3.3. Con il terzo motivo di ricorso, proposto ex art. 360 c.p.c., n. 3, il ricorrente ha denunciato violazione o falsa applicazione di legge in relazione agli artt. 2697 e 1223 c.c., perchè l’onere di provare il danno gravava sul creditore, specie in ordine al quantum: era quindi errata la conclusione della Corte che aveva ritenuto ininfluente la minor somma (Euro 95.656,68) indicata dal commissario giudiziale nella proposta di concordato, sia perchè il fallimento era ancora aperto e nulla escludeva la possibilità di un riparto, sia perchè nella fattispecie non si verteva in tema di obbligazione solidale per lo stesso titolo, ma di titoli distinti (uno solutorio della (OMISSIS) e uno risarcitorio ex art. 1381 c.c., del patronnant).

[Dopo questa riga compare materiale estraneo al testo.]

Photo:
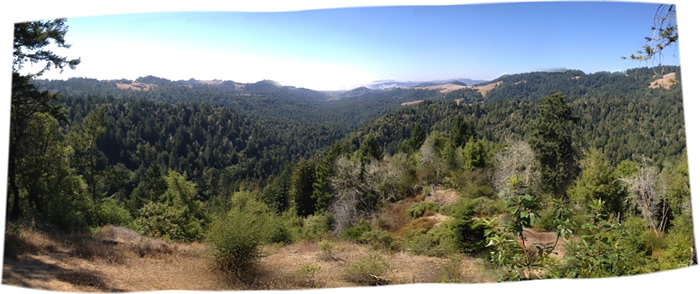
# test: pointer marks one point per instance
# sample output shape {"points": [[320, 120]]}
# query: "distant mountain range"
{"points": [[386, 84]]}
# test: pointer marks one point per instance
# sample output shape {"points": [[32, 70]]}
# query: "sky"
{"points": [[482, 60], [342, 48]]}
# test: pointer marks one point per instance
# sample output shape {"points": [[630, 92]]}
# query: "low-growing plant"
{"points": [[305, 276], [316, 227], [451, 271], [109, 212], [354, 233], [439, 241], [369, 270], [327, 250], [423, 208], [235, 237], [379, 239]]}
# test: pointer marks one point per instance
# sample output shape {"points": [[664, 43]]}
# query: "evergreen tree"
{"points": [[551, 139], [30, 40], [370, 149], [301, 187]]}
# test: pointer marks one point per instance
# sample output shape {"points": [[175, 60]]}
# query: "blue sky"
{"points": [[343, 48]]}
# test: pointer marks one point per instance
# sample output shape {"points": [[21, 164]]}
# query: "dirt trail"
{"points": [[57, 263]]}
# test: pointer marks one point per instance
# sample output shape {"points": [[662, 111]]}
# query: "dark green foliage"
{"points": [[370, 150], [110, 212], [439, 241], [597, 181], [355, 233], [550, 136], [415, 141], [316, 227], [469, 232], [235, 237], [379, 239], [177, 215], [600, 252], [423, 209], [301, 188], [679, 250], [148, 190], [476, 154], [461, 131], [368, 270]]}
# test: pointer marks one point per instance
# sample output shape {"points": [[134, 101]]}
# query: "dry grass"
{"points": [[485, 89], [665, 82], [136, 86], [444, 88], [84, 263], [394, 216], [411, 103]]}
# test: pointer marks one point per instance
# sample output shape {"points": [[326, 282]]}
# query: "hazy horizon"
{"points": [[343, 48]]}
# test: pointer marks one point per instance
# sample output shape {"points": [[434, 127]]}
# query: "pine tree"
{"points": [[551, 139]]}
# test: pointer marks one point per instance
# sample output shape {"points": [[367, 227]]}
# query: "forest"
{"points": [[596, 162]]}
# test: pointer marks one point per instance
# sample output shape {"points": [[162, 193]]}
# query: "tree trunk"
{"points": [[15, 213]]}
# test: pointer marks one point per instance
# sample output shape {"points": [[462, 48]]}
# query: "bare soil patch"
{"points": [[665, 82], [444, 88], [485, 89], [411, 103], [136, 86], [57, 262]]}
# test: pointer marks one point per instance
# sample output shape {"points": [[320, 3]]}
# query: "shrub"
{"points": [[109, 212], [679, 243], [157, 219], [306, 276], [439, 241], [369, 270], [355, 233], [379, 239], [327, 249], [451, 271], [468, 233], [423, 208], [281, 232], [315, 227], [235, 236]]}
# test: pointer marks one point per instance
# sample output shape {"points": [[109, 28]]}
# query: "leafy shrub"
{"points": [[281, 232], [368, 270], [316, 227], [355, 233], [379, 239], [159, 220], [424, 224], [451, 272], [235, 237], [327, 250], [306, 276], [440, 242], [423, 208], [109, 212], [679, 243]]}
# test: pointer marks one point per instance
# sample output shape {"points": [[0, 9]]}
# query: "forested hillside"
{"points": [[540, 175]]}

3.4. Con il quarto motivo di ricorso, proposto ex art. 360 c.p.c., nn. 3 e 4, il ricorrente ha denunciato violazione o falsa applicazione di legge in relazione agli artt. 2697 e 1223 c.c., quanto all’onere della prova del nesso causale tra condotta e danno, gravante sul creditore, nonchè omessa motivazione al proposito ex art. 111 Cost., comma 6; almeno per la concorrente linea di credito per anticipo fatture, al cui proposito era la banca a valutare il merito creditizio delle fatture da scontare, il ruolo del patronnant appariva intrinsecamente diverso, l’inadempimento gravava sul cliente terzo e la Corte non poteva sostenere, come aveva fatto, la mancanza di elementi per l’individuazione di concause.

Con atto notificato il 27/5/2015 ha proposto controricorso la Banca Passadore, chiedendo la dichiarazione di inammissibilità o il rigetto dell’avversaria impugnazione.

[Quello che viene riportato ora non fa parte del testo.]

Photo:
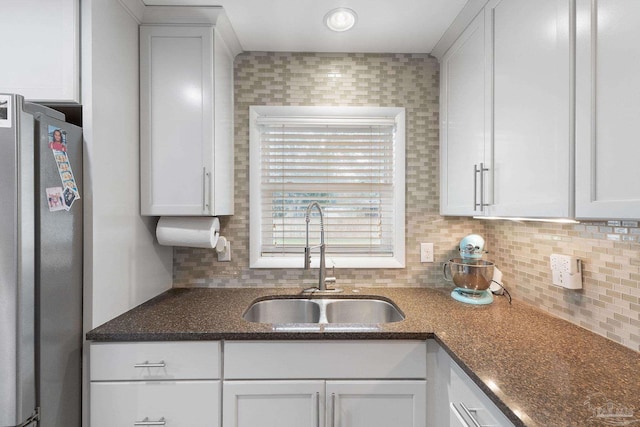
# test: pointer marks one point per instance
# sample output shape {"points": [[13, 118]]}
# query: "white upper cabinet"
{"points": [[186, 121], [464, 137], [39, 41], [531, 77], [506, 113], [608, 109]]}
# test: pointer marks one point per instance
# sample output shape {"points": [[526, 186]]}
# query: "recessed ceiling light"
{"points": [[340, 19]]}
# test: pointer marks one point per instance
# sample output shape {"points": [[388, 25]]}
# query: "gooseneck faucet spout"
{"points": [[322, 278]]}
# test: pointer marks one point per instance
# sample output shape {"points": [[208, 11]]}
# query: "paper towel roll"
{"points": [[194, 232]]}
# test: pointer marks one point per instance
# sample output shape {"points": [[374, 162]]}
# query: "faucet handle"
{"points": [[307, 257]]}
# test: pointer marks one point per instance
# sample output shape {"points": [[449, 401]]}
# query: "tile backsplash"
{"points": [[608, 304], [404, 80]]}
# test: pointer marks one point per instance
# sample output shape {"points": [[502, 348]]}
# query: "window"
{"points": [[349, 159]]}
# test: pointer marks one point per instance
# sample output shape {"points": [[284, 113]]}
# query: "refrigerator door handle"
{"points": [[146, 422], [146, 364]]}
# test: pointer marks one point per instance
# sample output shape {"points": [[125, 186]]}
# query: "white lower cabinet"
{"points": [[172, 384], [155, 403], [282, 403], [399, 403], [273, 403], [325, 383], [454, 399]]}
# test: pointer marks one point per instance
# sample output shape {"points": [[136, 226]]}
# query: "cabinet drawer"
{"points": [[177, 403], [155, 361], [468, 403], [325, 359]]}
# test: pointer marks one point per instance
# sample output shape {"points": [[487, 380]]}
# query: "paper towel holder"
{"points": [[223, 248]]}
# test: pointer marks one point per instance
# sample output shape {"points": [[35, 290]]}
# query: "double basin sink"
{"points": [[282, 310]]}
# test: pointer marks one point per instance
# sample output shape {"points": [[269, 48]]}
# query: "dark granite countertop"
{"points": [[540, 370]]}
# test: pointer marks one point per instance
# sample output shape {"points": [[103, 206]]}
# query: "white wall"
{"points": [[123, 265]]}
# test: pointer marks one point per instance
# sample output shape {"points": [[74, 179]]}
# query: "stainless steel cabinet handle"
{"points": [[146, 422], [317, 409], [146, 364], [482, 171], [205, 182], [471, 417], [333, 410], [475, 186]]}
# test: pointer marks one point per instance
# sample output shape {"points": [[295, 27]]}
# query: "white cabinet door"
{"points": [[178, 404], [607, 109], [376, 403], [468, 405], [532, 168], [39, 41], [186, 125], [463, 132], [273, 404]]}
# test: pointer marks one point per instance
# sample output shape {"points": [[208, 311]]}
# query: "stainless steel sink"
{"points": [[283, 311], [362, 311], [323, 310]]}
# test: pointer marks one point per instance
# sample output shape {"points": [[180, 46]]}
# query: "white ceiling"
{"points": [[384, 26]]}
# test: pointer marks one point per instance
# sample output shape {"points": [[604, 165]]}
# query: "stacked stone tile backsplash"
{"points": [[398, 80], [609, 304]]}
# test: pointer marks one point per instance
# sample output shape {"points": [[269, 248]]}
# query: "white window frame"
{"points": [[256, 258]]}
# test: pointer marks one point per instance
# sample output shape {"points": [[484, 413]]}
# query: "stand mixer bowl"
{"points": [[471, 274]]}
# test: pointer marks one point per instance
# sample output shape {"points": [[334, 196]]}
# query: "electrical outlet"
{"points": [[566, 271], [426, 252]]}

Il 26/9/2019 le parti hanno depositato contestuale atto di rinuncia al ricorso e al controricorso, sottoscritto dai rispettivi difensori, tutti congruamente muniti del potere di rinunciare e agli atti e di accettare la rinuncia, assumendo di aver definito ogni questione pendente e di non nutrire più interesse al procedimento.

Diritto

RAGIONI DELLA DECISIONE

In conseguenza della predetta rinuncia al ricorso e della contestuale rinuncia al controricorso, implicante accettazione, corredate dalla congiunta dichiarazione di avvenuta definizione della lite e di carenza di interesse, il giudizio deve essere dichiarato estinto a norma dell’art. 391 c.p.c., a spese compensate tra le parti.

P.Q.M.

La Corte:

dichiara estinto il giudizio, a spese compensate.

Così deciso in Roma, nella Camera di consiglio della Sezione Prima Civile, il 30 ottobre 2019.